I am interested in the calculation of small probability of failure. I tested a simple example and I compared the results coming from AK-MCS (PCK metamodel) with results from crude Monte Carlo analysis. For Pf more or less of 10-4 everything worked well and the analysis returned a good approximation of Pf with a good CV ( I used the convergence criteria based on Pf).
Then I changed the input to test a smaller Pf but then AK-MCS (always with PCK metamodeling) stopped because some tolerances were satisfied. The message was the following:
Optimization completed because the objective function is non-decreasing in
feasible directions, to within the value of the optimality tolerance,
and constraints are satisfied to within the value of the constraint tolerance.
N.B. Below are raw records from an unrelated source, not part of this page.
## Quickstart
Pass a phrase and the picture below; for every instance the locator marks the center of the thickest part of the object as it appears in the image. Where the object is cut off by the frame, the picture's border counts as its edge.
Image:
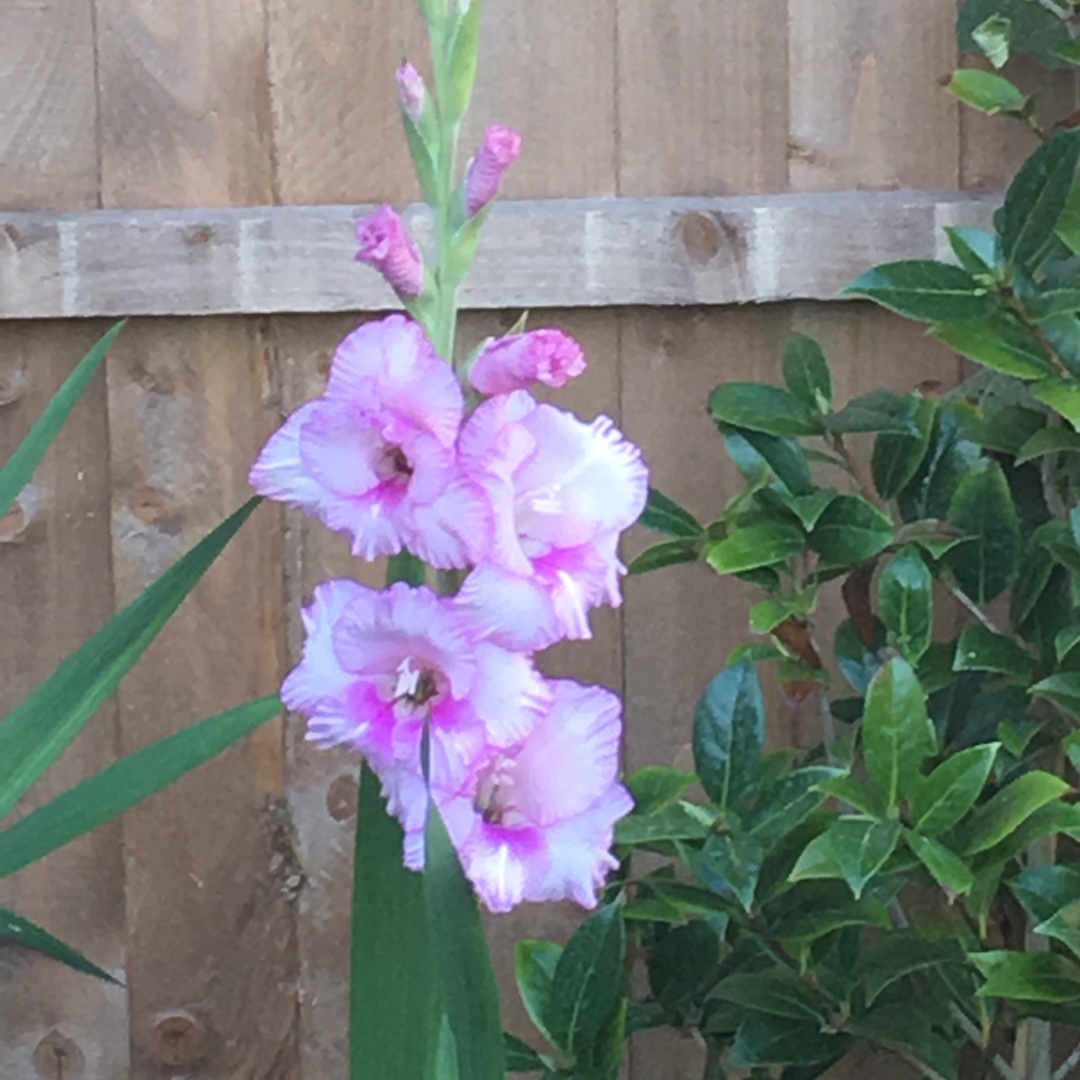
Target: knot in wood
(58, 1057)
(178, 1039)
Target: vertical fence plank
(55, 584)
(867, 108)
(185, 120)
(336, 123)
(702, 97)
(211, 872)
(55, 590)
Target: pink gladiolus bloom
(539, 824)
(375, 456)
(380, 664)
(562, 490)
(410, 91)
(517, 362)
(386, 245)
(499, 150)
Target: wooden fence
(198, 163)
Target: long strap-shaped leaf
(394, 1020)
(18, 931)
(109, 793)
(460, 959)
(19, 468)
(39, 729)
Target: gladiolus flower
(410, 92)
(499, 150)
(517, 362)
(386, 245)
(561, 490)
(540, 822)
(379, 665)
(375, 456)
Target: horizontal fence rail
(559, 253)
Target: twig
(1068, 1065)
(976, 1038)
(973, 608)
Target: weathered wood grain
(867, 109)
(55, 591)
(547, 254)
(210, 867)
(702, 96)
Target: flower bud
(517, 362)
(410, 92)
(499, 150)
(386, 245)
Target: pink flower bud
(410, 92)
(514, 363)
(498, 151)
(386, 245)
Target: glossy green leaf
(1027, 976)
(657, 786)
(683, 962)
(1015, 802)
(983, 509)
(980, 649)
(806, 373)
(729, 734)
(1062, 395)
(36, 732)
(994, 36)
(898, 736)
(761, 407)
(905, 602)
(976, 250)
(987, 92)
(1049, 441)
(535, 963)
(851, 530)
(1064, 926)
(1000, 342)
(588, 983)
(785, 458)
(922, 288)
(1033, 29)
(772, 1040)
(947, 868)
(664, 515)
(1068, 224)
(777, 993)
(786, 805)
(880, 410)
(755, 545)
(730, 864)
(459, 958)
(853, 848)
(1044, 890)
(898, 955)
(1037, 197)
(15, 930)
(853, 793)
(1063, 690)
(908, 1028)
(19, 468)
(394, 1008)
(896, 458)
(109, 793)
(662, 555)
(942, 799)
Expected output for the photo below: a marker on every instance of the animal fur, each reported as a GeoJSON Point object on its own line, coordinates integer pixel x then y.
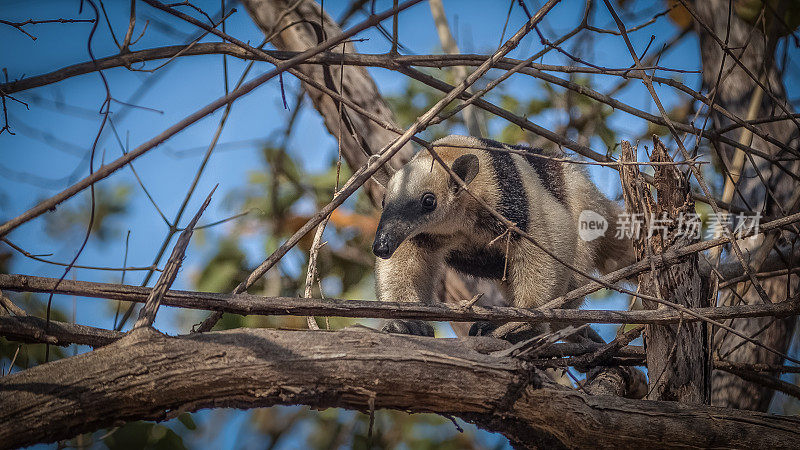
{"type": "Point", "coordinates": [541, 196]}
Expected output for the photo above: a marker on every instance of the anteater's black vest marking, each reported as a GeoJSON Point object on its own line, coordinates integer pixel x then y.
{"type": "Point", "coordinates": [489, 262]}
{"type": "Point", "coordinates": [478, 262]}
{"type": "Point", "coordinates": [513, 203]}
{"type": "Point", "coordinates": [549, 171]}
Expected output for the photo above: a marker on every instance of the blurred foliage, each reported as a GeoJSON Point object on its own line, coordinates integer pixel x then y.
{"type": "Point", "coordinates": [284, 195]}
{"type": "Point", "coordinates": [780, 16]}
{"type": "Point", "coordinates": [109, 203]}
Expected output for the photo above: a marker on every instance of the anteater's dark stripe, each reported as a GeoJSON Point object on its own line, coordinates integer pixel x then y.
{"type": "Point", "coordinates": [513, 204]}
{"type": "Point", "coordinates": [550, 172]}
{"type": "Point", "coordinates": [478, 262]}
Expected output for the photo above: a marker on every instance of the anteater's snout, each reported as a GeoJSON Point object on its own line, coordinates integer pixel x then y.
{"type": "Point", "coordinates": [382, 247]}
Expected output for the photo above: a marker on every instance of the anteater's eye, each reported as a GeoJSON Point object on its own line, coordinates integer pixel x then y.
{"type": "Point", "coordinates": [428, 201]}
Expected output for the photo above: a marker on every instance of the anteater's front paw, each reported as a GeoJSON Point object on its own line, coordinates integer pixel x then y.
{"type": "Point", "coordinates": [482, 329]}
{"type": "Point", "coordinates": [415, 327]}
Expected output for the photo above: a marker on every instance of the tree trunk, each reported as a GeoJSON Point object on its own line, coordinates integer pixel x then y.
{"type": "Point", "coordinates": [149, 376]}
{"type": "Point", "coordinates": [735, 93]}
{"type": "Point", "coordinates": [677, 361]}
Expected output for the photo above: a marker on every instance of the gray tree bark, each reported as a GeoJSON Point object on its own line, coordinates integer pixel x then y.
{"type": "Point", "coordinates": [149, 376]}
{"type": "Point", "coordinates": [735, 93]}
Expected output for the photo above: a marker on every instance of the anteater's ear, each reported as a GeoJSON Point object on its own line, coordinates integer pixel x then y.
{"type": "Point", "coordinates": [466, 167]}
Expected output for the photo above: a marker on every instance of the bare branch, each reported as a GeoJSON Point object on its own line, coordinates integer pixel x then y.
{"type": "Point", "coordinates": [148, 314]}
{"type": "Point", "coordinates": [246, 304]}
{"type": "Point", "coordinates": [261, 367]}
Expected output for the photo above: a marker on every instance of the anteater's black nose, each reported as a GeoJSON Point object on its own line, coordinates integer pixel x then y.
{"type": "Point", "coordinates": [381, 248]}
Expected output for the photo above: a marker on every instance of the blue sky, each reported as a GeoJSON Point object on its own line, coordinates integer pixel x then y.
{"type": "Point", "coordinates": [189, 83]}
{"type": "Point", "coordinates": [186, 85]}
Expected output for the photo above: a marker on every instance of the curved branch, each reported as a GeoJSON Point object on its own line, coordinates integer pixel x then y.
{"type": "Point", "coordinates": [248, 304]}
{"type": "Point", "coordinates": [149, 376]}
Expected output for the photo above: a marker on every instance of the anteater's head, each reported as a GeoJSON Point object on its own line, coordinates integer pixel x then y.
{"type": "Point", "coordinates": [421, 198]}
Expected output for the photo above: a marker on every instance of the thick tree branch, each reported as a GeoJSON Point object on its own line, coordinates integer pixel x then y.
{"type": "Point", "coordinates": [150, 376]}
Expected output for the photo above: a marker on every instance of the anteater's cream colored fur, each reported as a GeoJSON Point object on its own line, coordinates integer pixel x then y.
{"type": "Point", "coordinates": [459, 231]}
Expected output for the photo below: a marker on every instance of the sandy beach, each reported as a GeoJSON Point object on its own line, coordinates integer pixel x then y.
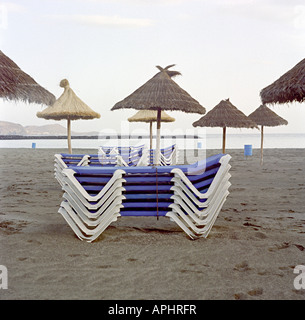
{"type": "Point", "coordinates": [251, 252]}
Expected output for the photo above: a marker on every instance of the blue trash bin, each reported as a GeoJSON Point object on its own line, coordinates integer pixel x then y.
{"type": "Point", "coordinates": [248, 150]}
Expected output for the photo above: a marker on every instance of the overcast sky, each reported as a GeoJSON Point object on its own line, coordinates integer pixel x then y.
{"type": "Point", "coordinates": [109, 48]}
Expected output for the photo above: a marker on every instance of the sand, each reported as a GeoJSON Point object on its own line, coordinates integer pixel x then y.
{"type": "Point", "coordinates": [251, 252]}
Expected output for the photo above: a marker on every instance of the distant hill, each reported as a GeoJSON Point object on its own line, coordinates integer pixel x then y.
{"type": "Point", "coordinates": [10, 128]}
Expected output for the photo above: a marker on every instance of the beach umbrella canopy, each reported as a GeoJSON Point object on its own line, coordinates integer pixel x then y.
{"type": "Point", "coordinates": [159, 93]}
{"type": "Point", "coordinates": [263, 116]}
{"type": "Point", "coordinates": [17, 85]}
{"type": "Point", "coordinates": [224, 115]}
{"type": "Point", "coordinates": [68, 106]}
{"type": "Point", "coordinates": [288, 88]}
{"type": "Point", "coordinates": [150, 116]}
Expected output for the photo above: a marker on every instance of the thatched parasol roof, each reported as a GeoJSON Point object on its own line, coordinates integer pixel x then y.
{"type": "Point", "coordinates": [18, 85]}
{"type": "Point", "coordinates": [68, 106]}
{"type": "Point", "coordinates": [288, 88]}
{"type": "Point", "coordinates": [161, 92]}
{"type": "Point", "coordinates": [150, 116]}
{"type": "Point", "coordinates": [225, 114]}
{"type": "Point", "coordinates": [266, 117]}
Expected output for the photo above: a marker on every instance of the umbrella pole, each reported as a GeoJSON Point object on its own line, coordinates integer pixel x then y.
{"type": "Point", "coordinates": [150, 131]}
{"type": "Point", "coordinates": [224, 140]}
{"type": "Point", "coordinates": [262, 142]}
{"type": "Point", "coordinates": [157, 156]}
{"type": "Point", "coordinates": [69, 135]}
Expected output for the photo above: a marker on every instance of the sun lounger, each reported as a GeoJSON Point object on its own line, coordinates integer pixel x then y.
{"type": "Point", "coordinates": [191, 195]}
{"type": "Point", "coordinates": [168, 156]}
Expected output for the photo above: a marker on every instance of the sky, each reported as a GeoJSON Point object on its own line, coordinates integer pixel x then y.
{"type": "Point", "coordinates": [108, 48]}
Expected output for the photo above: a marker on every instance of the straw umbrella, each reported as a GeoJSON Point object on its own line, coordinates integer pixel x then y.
{"type": "Point", "coordinates": [68, 106]}
{"type": "Point", "coordinates": [18, 85]}
{"type": "Point", "coordinates": [224, 115]}
{"type": "Point", "coordinates": [159, 93]}
{"type": "Point", "coordinates": [263, 116]}
{"type": "Point", "coordinates": [150, 116]}
{"type": "Point", "coordinates": [288, 88]}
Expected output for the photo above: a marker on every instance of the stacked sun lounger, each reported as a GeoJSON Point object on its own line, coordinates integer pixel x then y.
{"type": "Point", "coordinates": [168, 156]}
{"type": "Point", "coordinates": [191, 195]}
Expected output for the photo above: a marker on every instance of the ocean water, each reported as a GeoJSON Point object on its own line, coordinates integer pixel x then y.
{"type": "Point", "coordinates": [208, 141]}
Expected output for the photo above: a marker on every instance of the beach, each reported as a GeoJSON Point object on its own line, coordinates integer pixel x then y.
{"type": "Point", "coordinates": [251, 252]}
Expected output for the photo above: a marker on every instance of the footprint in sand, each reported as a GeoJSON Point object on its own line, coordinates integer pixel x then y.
{"type": "Point", "coordinates": [243, 266]}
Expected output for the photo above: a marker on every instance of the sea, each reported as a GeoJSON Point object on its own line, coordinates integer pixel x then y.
{"type": "Point", "coordinates": [207, 141]}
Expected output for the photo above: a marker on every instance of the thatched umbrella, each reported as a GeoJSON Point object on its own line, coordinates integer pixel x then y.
{"type": "Point", "coordinates": [68, 106]}
{"type": "Point", "coordinates": [288, 88]}
{"type": "Point", "coordinates": [150, 116]}
{"type": "Point", "coordinates": [159, 93]}
{"type": "Point", "coordinates": [18, 85]}
{"type": "Point", "coordinates": [224, 115]}
{"type": "Point", "coordinates": [263, 116]}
<stopping criteria details>
Clicking on the following message will appear:
Optimization completed: The relative first-order optimality measure, 6.220469e-05, is less than options.OptimalityTolerance = 1.000000e-04, and the relative maximum constraint violation, 0.000000e+00, is less than options.ConstraintTolerance = 1.000000e-06.
I do have some questions:
Is it possible to change this tolerance criteria to make the analysis stop when the convergence criteria of Pf is satisfied?
What is exactly this tolerance criteria telling me?
What are other methods that would be suitable to estimate really small probability of failure?
I think the message you are receiving is not related to the convergence of AK-MCS itself. No optimization is properly carried out within AK-MCS. The only possibility I see is that the message relates to the convergence for the calibration of the Kriging model. It is however not clear why you see that message only when you decrease the P_f. Did you may be set the .Display to 'verbose' at some point after your first analysis?
By default the convergence is based on the U function (\min U > 2), which is actually quite conservative already. You can modify this criterion using the option .AKMCS.Convergence
I think this tolerance is rather related to the calibration of the metamodel and is not relevant for the reliability problem itself.
For very small failure probabilities, I would recommend changing the reliability estimation algorithm. I would suggest trying subset simulation (or importance samplig). I assumed you were using the AK-MCS method from the reliability method. You can try the “active learning reliability” method by setting .Method = 'ALR'. This method extends AK-MCS and you can combine other surrogate models and reliability estimation algorithms. You can start by the default setting which combines PC-Kriging and subset simulation.
You can find more information about the active learning reliability module in the manual or in the examples 1 or 2.
I have selected “verbose” to understand why the analysis stopped so early. I am not getting that message for higher probability of failure.
Yes, I tried to set the convergence using different criteria however the simulation stops before, because of the tolerance of the optimization problem, that as you just said, it is related to the convergence for the calibration of the Kriging model.
I already changed the reliability method and I used what you just said, Active learning reliability and it is working really well for small probability of failure (<10^(-4)).